As Jake Kelly took the court for his first pre-draft workout for an NBA team, he glanced over to the sideline and saw Larry Bird.

Kelly's thought at that moment?

"OK" he said, "this is real."

Having dreamed of the NBA for years, Kelly now has the chance to make it happen.

Most of the other prospects, including UCLA's Malcolm Lee, Georgia Tech's Iman Shumpert and Kentucky's DeAndre Liggins, are relative veterans of the workout circuit. They are on the NBA's draft radar, although as second-round prospects.

Kelly's journey is just beginning and he has a long road to travel, but it couldn't have started at a better place.

The former Indiana State guard, a native of Terre Haute who played part of his high school career at Carmel in suburban Indianapolis, Kelly grew up a Pacers fan and of course played at the same college as Bird and Carl Nicks, the Pacers' scout who is helping run the workouts.

"It's awesome," Kelly said. "Reggie Miller's my favorite player. I've got 1,000 of his cards and jerseys at home and it's just cool to be in this building in front of guys like Larry Bird and Carl Nicks and just be working out with this group of guys.

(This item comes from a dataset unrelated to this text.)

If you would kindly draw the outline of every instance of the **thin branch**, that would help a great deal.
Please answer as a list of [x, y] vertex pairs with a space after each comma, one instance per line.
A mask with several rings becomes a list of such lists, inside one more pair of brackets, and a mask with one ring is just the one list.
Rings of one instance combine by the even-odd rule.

"Larry's always been great to me. He called me when my mom passed away, he's always stayed in touch."

Kelly's life was forever changed when his mother Julia was killed in a plane crash in Florida in 2008. An honorable mention All-Big 10 selection after leading Iowa in scoring (11.6) that sophomore season, Kelly transferred to Indiana State in order to be closer to friends and relatives.

"It hasn't been hard to focus on basketball," he said. "That's been my escape. It's all I've wanted to do. If anything, it's helped."

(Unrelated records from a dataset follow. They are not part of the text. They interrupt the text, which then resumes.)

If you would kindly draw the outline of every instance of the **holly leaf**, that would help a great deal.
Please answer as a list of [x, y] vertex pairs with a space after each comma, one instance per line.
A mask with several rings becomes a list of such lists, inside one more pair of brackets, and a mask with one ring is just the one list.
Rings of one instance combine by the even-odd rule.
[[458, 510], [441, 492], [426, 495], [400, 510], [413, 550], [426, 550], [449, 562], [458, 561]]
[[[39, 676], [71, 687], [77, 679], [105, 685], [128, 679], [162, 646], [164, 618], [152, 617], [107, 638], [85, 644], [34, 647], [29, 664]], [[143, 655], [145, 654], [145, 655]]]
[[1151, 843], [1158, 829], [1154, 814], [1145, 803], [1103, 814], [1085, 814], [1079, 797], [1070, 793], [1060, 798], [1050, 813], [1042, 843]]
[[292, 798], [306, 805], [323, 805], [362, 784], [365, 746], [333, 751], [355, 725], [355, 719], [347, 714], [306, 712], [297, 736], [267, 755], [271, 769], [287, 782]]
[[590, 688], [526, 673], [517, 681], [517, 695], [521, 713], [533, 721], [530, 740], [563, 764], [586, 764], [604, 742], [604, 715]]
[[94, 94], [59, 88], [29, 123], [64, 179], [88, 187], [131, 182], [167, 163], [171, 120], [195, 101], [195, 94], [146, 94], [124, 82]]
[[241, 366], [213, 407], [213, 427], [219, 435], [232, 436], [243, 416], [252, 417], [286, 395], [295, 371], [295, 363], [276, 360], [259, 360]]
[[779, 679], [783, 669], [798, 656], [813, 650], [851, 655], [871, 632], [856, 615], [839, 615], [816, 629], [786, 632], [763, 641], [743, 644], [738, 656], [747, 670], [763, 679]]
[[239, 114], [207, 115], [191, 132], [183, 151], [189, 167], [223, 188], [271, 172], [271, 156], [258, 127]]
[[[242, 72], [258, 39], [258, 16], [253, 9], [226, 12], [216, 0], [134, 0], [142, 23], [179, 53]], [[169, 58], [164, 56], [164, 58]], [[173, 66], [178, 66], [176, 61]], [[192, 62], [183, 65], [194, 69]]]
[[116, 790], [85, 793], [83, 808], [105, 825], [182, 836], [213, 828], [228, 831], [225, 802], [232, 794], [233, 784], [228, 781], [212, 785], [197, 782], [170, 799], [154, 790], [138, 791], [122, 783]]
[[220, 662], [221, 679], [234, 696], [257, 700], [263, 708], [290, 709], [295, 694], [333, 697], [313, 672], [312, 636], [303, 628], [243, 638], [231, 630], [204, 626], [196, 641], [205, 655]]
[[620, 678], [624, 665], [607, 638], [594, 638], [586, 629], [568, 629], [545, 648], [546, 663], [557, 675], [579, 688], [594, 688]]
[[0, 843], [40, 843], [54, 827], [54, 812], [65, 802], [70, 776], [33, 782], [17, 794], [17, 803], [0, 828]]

Hurdles just kept presenting themselves. A torn left knee ligament shortened his junior season to 12 games. Mononucleosis and a stress reaction in his foot cut his senior season down to 21 games. But he was on the court when the Sycamores won the Missouri Valley Conference tournament to clinch the school's first NCAA Tournament berth since 1991. They lost to Syracuse in the first round.

A combination of factors -- the injuries that limited his productivity, Indiana State's equal opportunity offense and the school's relatively low national profile -- all have mitigated against Kelly's stock as an NBA prospect.

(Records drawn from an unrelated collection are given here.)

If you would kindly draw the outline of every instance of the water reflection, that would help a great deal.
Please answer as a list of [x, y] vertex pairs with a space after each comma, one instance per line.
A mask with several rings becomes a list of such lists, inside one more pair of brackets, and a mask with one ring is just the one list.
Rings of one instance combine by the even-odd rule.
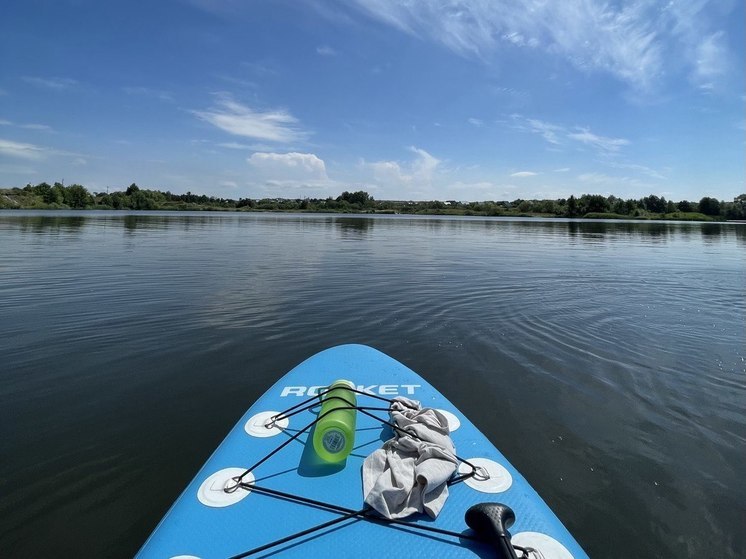
[[0, 212], [0, 229], [18, 229], [30, 233], [74, 232], [84, 227], [121, 227], [125, 233], [166, 230], [178, 227], [182, 231], [221, 227], [225, 223], [238, 226], [261, 223], [295, 222], [300, 229], [318, 225], [333, 227], [340, 238], [365, 240], [377, 226], [406, 227], [423, 233], [447, 230], [452, 234], [483, 230], [490, 234], [565, 237], [571, 243], [599, 244], [616, 238], [638, 239], [665, 244], [674, 238], [700, 236], [711, 244], [729, 236], [746, 244], [746, 224], [620, 220], [512, 219], [443, 216], [330, 216], [318, 214], [258, 214], [229, 212], [104, 212], [104, 211], [18, 211]]
[[[2, 217], [4, 218], [5, 216]], [[45, 234], [79, 232], [85, 224], [86, 217], [83, 215], [32, 215], [19, 216], [15, 219], [13, 219], [13, 217], [10, 219], [0, 219], [0, 227], [2, 228], [6, 228], [6, 225], [10, 225], [16, 226], [24, 232]]]
[[362, 241], [367, 239], [373, 227], [375, 219], [368, 217], [337, 217], [332, 219], [342, 239], [347, 241]]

"There's definitely more to me than met the eye the last two years," Kelly said. "I tore my ACL my junior year and I was sick basically all of last year. It's just one of those things, it's tough timing with things but the way I played at Iowa and the things I can do now I think will show. …

"I think (scouts) need to see everything. The last two years I haven't been able to show what I can do and I just want to prove everything I can do on the court -- my ballhandling, my shooting, the way I play unselfishly and all that."

Though he hasn't had any workouts until now, he has been working. After finishing Ed Schilling's program at Champions Academy locally, he spent eight weeks training in Phoenix.

"Just been getting in shape, getting healthy and working on my game," Kelly said. "I'm 22 years old, I've played four years of college ball and I'm ready to move onto the next level."

He will have more workouts, in which he hopes to play himself onto the NBA's draft radar. He knows the odds are stacked but he's made something of a habit of overcoming adversity.

Though grounded in reality, he will not relinquish his dream.

"That would mean everything to me, that would make it all worthwhile, all my hard work and everything I've been through," he said. "I just think that would be a dream come true, for sure."

Purdue's Moore, Butler's Howard due in Tuesday

There will be even more local flavor to the Pacers' workouts on Tuesday.

Purdue guard E'Twaun Moore and Butler forward Matt Howard are scheduled to be among the six players to take the court for the Pacers' scouting staff and front office.

The others are Marshon Brooks (Providence), Jon Leuer (Wisconsin), Klay Thompson (Washington State) and Andrew Warren (Bradley).